# 17 Measuring Performance

- Measures for Regression
- Measures for Predicted Classes
- Measures for Class Probabilities
- Lift Curves
- Calibration Curves

## 17.1 Measures for Regression

The function `postResample`

can be used to estimate the root mean squared error (RMSE), simple R^{2}, and the mean absolute error (MAE) for numeric outcomes. For example:

```
library(mlbench)
data(BostonHousing)
set.seed(280)
bh_index <- createDataPartition(BostonHousing$medv, p = .75, list = FALSE)
bh_tr <- BostonHousing[ bh_index, ]
bh_te <- BostonHousing[-bh_index, ]
set.seed(7279)
lm_fit <- train(medv ~ . + rm:lstat,
data = bh_tr,
method = "lm")
bh_pred <- predict(lm_fit, bh_te)
lm_fit
```

```
## Linear Regression
##
## 381 samples
## 13 predictors
##
## No pre-processing
## Resampling: Bootstrapped (25 reps)
## Summary of sample sizes: 381, 381, 381, 381, 381, 381, ...
## Resampling results:
##
## RMSE Rsquared MAE
## 4.284876 0.7778135 2.955764
##
## Tuning parameter 'intercept' was held constant at a value of TRUE
```

`postResample(pred = bh_pred, obs = bh_te$medv)`

```
## RMSE Rsquared MAE
## 4.4412987 0.7781877 3.0926842
```

A note about how R^{2} is calculated by `caret`

: it takes the straightforward approach of computing the correlation between the observed and predicted values (i.e.

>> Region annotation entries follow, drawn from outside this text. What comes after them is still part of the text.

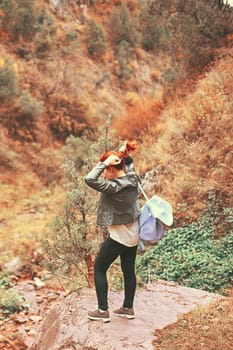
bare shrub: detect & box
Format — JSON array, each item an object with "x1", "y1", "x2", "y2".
[{"x1": 113, "y1": 100, "x2": 163, "y2": 138}]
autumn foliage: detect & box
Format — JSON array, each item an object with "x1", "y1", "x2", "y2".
[{"x1": 113, "y1": 100, "x2": 163, "y2": 138}]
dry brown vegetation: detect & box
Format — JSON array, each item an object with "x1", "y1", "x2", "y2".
[
  {"x1": 0, "y1": 0, "x2": 233, "y2": 350},
  {"x1": 154, "y1": 297, "x2": 233, "y2": 350}
]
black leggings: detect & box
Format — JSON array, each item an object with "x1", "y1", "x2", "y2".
[{"x1": 95, "y1": 237, "x2": 137, "y2": 310}]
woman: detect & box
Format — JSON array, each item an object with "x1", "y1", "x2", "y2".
[{"x1": 85, "y1": 141, "x2": 139, "y2": 322}]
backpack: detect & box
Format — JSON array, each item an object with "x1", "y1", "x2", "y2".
[{"x1": 139, "y1": 183, "x2": 173, "y2": 251}]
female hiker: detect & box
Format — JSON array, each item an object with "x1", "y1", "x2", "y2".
[{"x1": 85, "y1": 141, "x2": 139, "y2": 322}]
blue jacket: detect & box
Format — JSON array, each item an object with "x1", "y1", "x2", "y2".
[{"x1": 85, "y1": 157, "x2": 140, "y2": 226}]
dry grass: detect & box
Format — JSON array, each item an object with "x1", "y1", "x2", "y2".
[
  {"x1": 154, "y1": 294, "x2": 233, "y2": 350},
  {"x1": 0, "y1": 173, "x2": 64, "y2": 262},
  {"x1": 138, "y1": 50, "x2": 233, "y2": 217}
]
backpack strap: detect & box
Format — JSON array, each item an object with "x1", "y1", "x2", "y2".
[{"x1": 138, "y1": 182, "x2": 149, "y2": 201}]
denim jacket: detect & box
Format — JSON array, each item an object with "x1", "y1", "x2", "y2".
[{"x1": 85, "y1": 157, "x2": 140, "y2": 226}]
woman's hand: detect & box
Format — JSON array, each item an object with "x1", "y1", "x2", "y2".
[
  {"x1": 119, "y1": 141, "x2": 129, "y2": 157},
  {"x1": 103, "y1": 154, "x2": 121, "y2": 166}
]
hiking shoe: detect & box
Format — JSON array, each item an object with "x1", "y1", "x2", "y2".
[
  {"x1": 88, "y1": 309, "x2": 110, "y2": 323},
  {"x1": 113, "y1": 306, "x2": 135, "y2": 319}
]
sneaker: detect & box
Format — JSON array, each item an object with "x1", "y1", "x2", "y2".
[
  {"x1": 113, "y1": 306, "x2": 135, "y2": 319},
  {"x1": 88, "y1": 309, "x2": 110, "y2": 323}
]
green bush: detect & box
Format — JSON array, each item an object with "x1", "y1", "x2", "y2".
[
  {"x1": 137, "y1": 202, "x2": 233, "y2": 292},
  {"x1": 117, "y1": 41, "x2": 132, "y2": 83},
  {"x1": 109, "y1": 3, "x2": 140, "y2": 47},
  {"x1": 0, "y1": 272, "x2": 28, "y2": 317},
  {"x1": 85, "y1": 19, "x2": 106, "y2": 58},
  {"x1": 1, "y1": 0, "x2": 37, "y2": 40},
  {"x1": 0, "y1": 59, "x2": 18, "y2": 103},
  {"x1": 33, "y1": 12, "x2": 57, "y2": 57}
]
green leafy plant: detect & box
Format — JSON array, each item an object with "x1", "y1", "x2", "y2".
[
  {"x1": 0, "y1": 59, "x2": 18, "y2": 103},
  {"x1": 137, "y1": 198, "x2": 233, "y2": 292},
  {"x1": 85, "y1": 19, "x2": 107, "y2": 58},
  {"x1": 0, "y1": 272, "x2": 28, "y2": 317},
  {"x1": 109, "y1": 3, "x2": 140, "y2": 47}
]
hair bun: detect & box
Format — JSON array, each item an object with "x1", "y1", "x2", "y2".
[{"x1": 126, "y1": 140, "x2": 137, "y2": 152}]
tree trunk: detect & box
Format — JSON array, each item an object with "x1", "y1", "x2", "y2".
[{"x1": 85, "y1": 254, "x2": 94, "y2": 288}]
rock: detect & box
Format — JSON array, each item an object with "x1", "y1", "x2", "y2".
[
  {"x1": 5, "y1": 257, "x2": 23, "y2": 275},
  {"x1": 29, "y1": 283, "x2": 222, "y2": 350},
  {"x1": 33, "y1": 277, "x2": 45, "y2": 289}
]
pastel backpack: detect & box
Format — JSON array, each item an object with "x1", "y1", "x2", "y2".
[{"x1": 139, "y1": 183, "x2": 173, "y2": 250}]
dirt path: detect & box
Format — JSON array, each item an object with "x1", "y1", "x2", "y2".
[{"x1": 30, "y1": 281, "x2": 221, "y2": 350}]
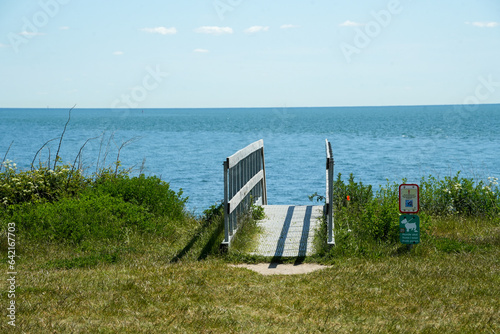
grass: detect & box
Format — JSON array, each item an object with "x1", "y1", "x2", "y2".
[{"x1": 0, "y1": 151, "x2": 500, "y2": 333}]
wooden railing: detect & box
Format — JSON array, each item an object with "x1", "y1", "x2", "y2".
[
  {"x1": 324, "y1": 139, "x2": 335, "y2": 245},
  {"x1": 222, "y1": 139, "x2": 267, "y2": 248}
]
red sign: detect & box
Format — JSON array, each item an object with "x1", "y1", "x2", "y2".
[{"x1": 399, "y1": 184, "x2": 420, "y2": 214}]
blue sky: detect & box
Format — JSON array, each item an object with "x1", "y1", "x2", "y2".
[{"x1": 0, "y1": 0, "x2": 500, "y2": 108}]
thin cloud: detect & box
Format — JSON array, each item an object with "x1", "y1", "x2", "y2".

R) and squaring the value. When the model is poor, this can lead to differences between this estimator and the more widely known estimate derived form linear regression models. Mostly notably, the correlation approach will not generate negative values of R^{2} (which are theoretically invalid). A comparison of these and other estimators can be found in Kvalseth 1985.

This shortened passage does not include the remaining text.